Priscilla Slade, the former president of Texas Southern University in Houston, agreed last week to pay restitution of $127,672 in a deal with prosecutors that allows her to avoid prison time on state charges that she violated her fiduciary duty by spending $523,000 of university funds on personal expenses.
Slade’s proceedings ended in a mistrial in October 2007, and the former president made her agreement with the district attorney just days before a second trial was to begin.
As part of the plea bargain, Slade publicly apologized for her actions.
“I accept responsibility as the president of Texas Southern University with regard to the expenditures described in the indictment as misapplications in not ensuring that Texas Southern University policies were followed,” she said. “ If I had the opportunity to do things differently I would do so. My thoughts and prayers are with the Texas Southern University family, to whom I apologize.”
Slade wrote a personal check to TSU for more than $138,000 in January 2006 to reimburse the school for landscaping at her new home after regents questioned her spending. She was placed on paid leave on March 16, 2006, and fired in June of that year.
An internal TSU audit released in April 2006 cited questionable spending by Slate totaling $650,000 over a seven-year period, including Christmas gifts for regents, furniture, and personal maid services. The outlays included $100,000 in furniture and home decor, and about $60,000 on a high-tech security system for Slade’s $1.3 million home.
Slade was indicted by a Harris County grand jury in August 2006 on two counts of misapplication of fiduciary property.

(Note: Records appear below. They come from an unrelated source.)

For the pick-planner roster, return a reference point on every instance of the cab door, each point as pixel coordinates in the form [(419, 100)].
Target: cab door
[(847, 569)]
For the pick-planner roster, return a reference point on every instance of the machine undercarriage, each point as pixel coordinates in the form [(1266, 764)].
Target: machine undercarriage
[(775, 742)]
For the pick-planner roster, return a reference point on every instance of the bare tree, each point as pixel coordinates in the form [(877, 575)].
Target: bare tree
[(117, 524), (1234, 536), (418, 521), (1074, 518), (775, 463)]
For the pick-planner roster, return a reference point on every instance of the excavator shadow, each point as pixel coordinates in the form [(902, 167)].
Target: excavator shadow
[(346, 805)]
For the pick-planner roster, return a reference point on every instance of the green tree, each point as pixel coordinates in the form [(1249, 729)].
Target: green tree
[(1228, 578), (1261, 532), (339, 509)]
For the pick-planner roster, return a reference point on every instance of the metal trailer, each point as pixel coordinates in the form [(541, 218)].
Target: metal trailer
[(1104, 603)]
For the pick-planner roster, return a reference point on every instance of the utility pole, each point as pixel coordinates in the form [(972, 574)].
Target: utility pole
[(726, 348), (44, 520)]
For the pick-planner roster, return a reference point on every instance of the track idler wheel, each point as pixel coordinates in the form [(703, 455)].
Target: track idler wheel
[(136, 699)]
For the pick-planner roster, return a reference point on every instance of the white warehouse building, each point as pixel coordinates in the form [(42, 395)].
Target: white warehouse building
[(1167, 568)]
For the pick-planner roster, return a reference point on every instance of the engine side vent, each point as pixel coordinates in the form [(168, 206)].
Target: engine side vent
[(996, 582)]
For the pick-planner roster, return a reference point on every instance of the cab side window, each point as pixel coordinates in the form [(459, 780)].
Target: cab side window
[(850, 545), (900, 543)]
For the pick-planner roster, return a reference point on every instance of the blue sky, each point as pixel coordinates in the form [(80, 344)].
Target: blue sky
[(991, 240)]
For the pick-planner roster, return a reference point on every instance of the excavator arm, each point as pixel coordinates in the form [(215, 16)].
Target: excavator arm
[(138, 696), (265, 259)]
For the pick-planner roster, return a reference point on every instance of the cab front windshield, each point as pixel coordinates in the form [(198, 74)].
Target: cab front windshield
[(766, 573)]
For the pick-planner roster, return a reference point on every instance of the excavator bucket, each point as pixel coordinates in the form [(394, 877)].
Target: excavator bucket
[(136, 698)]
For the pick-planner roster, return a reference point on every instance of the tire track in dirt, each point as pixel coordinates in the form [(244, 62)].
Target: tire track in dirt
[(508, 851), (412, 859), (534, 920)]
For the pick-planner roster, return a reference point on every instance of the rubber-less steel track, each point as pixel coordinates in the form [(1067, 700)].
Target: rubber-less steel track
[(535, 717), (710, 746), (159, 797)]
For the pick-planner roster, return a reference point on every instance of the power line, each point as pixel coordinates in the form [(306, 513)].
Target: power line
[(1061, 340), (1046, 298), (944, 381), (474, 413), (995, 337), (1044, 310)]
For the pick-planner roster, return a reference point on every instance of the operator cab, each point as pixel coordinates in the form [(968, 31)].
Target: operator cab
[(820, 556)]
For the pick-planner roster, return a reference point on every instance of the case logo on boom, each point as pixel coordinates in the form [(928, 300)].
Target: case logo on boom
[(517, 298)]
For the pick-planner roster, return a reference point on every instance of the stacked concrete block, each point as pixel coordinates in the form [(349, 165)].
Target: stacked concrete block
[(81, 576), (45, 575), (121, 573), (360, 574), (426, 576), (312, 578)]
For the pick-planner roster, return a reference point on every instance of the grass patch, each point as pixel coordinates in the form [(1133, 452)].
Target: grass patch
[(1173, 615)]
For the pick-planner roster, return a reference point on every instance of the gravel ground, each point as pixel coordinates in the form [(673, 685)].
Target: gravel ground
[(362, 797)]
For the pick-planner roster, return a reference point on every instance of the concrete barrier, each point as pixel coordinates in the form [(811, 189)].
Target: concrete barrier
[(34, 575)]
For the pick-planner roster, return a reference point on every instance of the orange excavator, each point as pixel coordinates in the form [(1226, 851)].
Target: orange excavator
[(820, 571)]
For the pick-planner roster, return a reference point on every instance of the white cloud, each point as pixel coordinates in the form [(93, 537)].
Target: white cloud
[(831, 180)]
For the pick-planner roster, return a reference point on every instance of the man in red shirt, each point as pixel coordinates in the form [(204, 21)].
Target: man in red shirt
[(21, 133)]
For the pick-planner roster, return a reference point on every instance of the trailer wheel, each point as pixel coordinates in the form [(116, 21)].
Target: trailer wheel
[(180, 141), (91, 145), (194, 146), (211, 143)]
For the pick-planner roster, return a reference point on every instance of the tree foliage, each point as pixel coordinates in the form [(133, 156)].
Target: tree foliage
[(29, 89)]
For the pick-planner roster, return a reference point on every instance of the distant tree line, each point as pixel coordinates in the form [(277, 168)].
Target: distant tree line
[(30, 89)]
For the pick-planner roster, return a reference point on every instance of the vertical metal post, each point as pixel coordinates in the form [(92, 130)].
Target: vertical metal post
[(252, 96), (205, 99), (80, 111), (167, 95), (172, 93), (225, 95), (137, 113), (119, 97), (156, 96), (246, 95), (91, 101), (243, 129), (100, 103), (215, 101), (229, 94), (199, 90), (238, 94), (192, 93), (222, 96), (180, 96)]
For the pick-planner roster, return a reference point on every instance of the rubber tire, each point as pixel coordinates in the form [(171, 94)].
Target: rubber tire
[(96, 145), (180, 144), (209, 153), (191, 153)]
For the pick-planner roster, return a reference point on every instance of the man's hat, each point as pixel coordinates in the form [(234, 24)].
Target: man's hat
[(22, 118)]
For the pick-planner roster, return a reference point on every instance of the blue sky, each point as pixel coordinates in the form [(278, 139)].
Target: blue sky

Jurors in Slade’s two-month trial deadlocked after five days of deliberation on whether her actions constituted criminal behavior.
Former TSU chief financial officer Quentin Wiggins went to trial before Slade, and received 10 years in prison for authorizing the expenditures.
Moody’s Investors Service downgraded TSU’s revenue bond program to Ba3 from Baa3 in July, and put the university on rating watch for another possible downgrade.